SentimentLabel,Review_Count
Positive,3
Negative,3


---

## **Chunk 4:** New Reviews (January 5, 2023)
This cell writes a fourth CSV file with two new reviews. Run this after the third chunk has been processed.

In [0]:
advanced_streaming_path = "dbfs:/FileStore/BDAProject/AdvancedStreamingSimulation"
advanced_streaming_input_path = os.path.join(advanced_streaming_path, "input_texts")

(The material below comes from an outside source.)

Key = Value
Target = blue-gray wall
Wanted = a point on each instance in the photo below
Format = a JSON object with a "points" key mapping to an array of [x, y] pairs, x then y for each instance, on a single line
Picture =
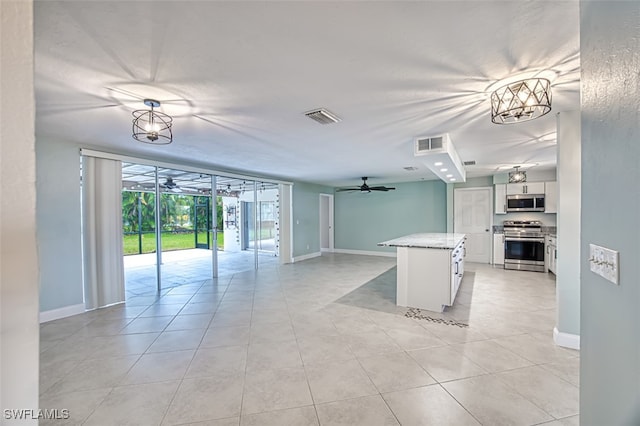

new_review_data = """review_id,rating,review_text,parent_asin,user_id,timestamp,helpful_vote,timestamp_dt,year,month,day,day_of_week,hour
new_review_009,3.0,"The keyboard is okay but the keys feel a bit cheap.",new_asin_009,new_user_009,1672876800,1,"2023-01-05T00:00:00.000+0000",2023,1,5,5,0
new_review_010,5.0,"Love this smart speaker, integrates well with my home setup!",new_asin_010,new_user_010,1672876801,6,"2023-01-05T00:00:01.000+0000",2023,1,5,5,0
"""
dbutils.fs.put(os.path.join(advanced_streaming_input_path, "new_single_review_batch_4.csv"), new_review_data, overwrite=True)
print(f"Simulated new review file written to {os.path.join(advanced_streaming_input_path, 'new_single_review_batch_4.csv')}")

Wrote 438 bytes.
Simulated new review file written to dbfs:/FileStore/BDAProject/AdvancedStreamingSimulation/input_texts/new_single_review_batch_4.csv


In [0]:
%sql
SELECT * FROM live_sentiment_results_table;

review_id,SentimentLabel,SentimentScore
new_review_001,Positive,0.9916028380393982
new_review_002,Negative,0.9736137986183168
new_review_005,Positive,0.9478766918182372
new_review_007,Negative,0.9797434210777284
new_review_008,Positive,0.987636148929596
new_review_009,Negative,0.7507771253585815
new_review_010,Positive,0.9913573265075684
new_review_006,Negative,0.8762170672416687


In [0]:
%sql
SELECT SentimentLabel, COUNT(*) as Review_Count
FROM live_sentiment_results_table
GROUP BY SentimentLabel
ORDER BY Review_Count DESC;

SentimentLabel,Review_Count
Positive,4
Negative,4


### **Final Notes**
Run each chunk cell sequentially, waiting 10–15 seconds between runs to ensure the streaming query processes each file. You can extend this notebook by adding more chunks with different review data if needed.